Today, I have made significant progress on using Stanford CoreNLP and SRILM. So, for Stanford CoreNLP, I was able to get what I want by using the Java library directly–as opposed to using CoreNLP as a service or through command line. I’m not sure why, but the last two options kept giving me heap space errors, even when I gave a maximum size of 8GB… But thankfully, I no longer have to worry about that. I was able to get sentence parses for the first 5,000 sentences in the corpus in a reasonable amount of time, and I expect to get parses for all ~30k sentences by tomorrow morning, all written to a text file.
As far as SRILM, this morning I was able to get it installed on Knuth. It turns out that the machine auto-detected Knuth’s version incorrectly: it thought Knuth was 32-bit. After some research online, I was able to manually override the autodetection, and SRILM compiled successfully! I finally have it as a command-line tool.

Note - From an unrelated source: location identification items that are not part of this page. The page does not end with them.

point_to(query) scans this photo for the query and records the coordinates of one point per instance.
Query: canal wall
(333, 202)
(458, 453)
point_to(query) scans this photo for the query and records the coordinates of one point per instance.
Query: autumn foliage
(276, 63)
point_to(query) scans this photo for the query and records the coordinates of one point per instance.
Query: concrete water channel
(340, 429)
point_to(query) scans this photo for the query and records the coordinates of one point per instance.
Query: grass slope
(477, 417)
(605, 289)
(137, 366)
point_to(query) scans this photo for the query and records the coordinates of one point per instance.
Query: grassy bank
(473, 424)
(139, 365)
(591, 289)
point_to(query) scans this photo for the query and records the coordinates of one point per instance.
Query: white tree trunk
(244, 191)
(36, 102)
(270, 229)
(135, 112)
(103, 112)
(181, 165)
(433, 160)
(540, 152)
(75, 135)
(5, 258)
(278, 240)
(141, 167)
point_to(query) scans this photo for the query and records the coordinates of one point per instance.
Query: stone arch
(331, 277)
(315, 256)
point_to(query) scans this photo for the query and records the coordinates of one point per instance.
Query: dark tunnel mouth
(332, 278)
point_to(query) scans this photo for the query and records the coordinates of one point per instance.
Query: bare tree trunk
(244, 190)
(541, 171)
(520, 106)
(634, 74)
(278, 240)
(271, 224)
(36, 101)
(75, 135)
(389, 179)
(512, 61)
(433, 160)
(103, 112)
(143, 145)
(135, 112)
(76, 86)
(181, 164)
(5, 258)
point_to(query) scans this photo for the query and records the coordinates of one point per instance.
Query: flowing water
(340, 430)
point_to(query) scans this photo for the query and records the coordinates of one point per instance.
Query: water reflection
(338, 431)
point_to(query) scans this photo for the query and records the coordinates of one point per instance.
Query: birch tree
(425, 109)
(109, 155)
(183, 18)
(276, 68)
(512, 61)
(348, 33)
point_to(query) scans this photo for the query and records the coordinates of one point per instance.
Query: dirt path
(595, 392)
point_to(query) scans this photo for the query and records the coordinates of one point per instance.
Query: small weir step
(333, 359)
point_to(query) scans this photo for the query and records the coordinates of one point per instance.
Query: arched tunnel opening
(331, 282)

All that remains this point is to format the parses in a way that SRILM will accept–and I already have work for that completed from earlier in the week. I hope to be able to finally train a language model in SRILM tomorrow. I don’t know what exactly what I’m going to do with the language model, but I think I’m going to want to compute the model’s perplexity over various corpora. And the goal is for the perplexity to be low for texts written by/ for English learners, but high for texts written for English speakers in general.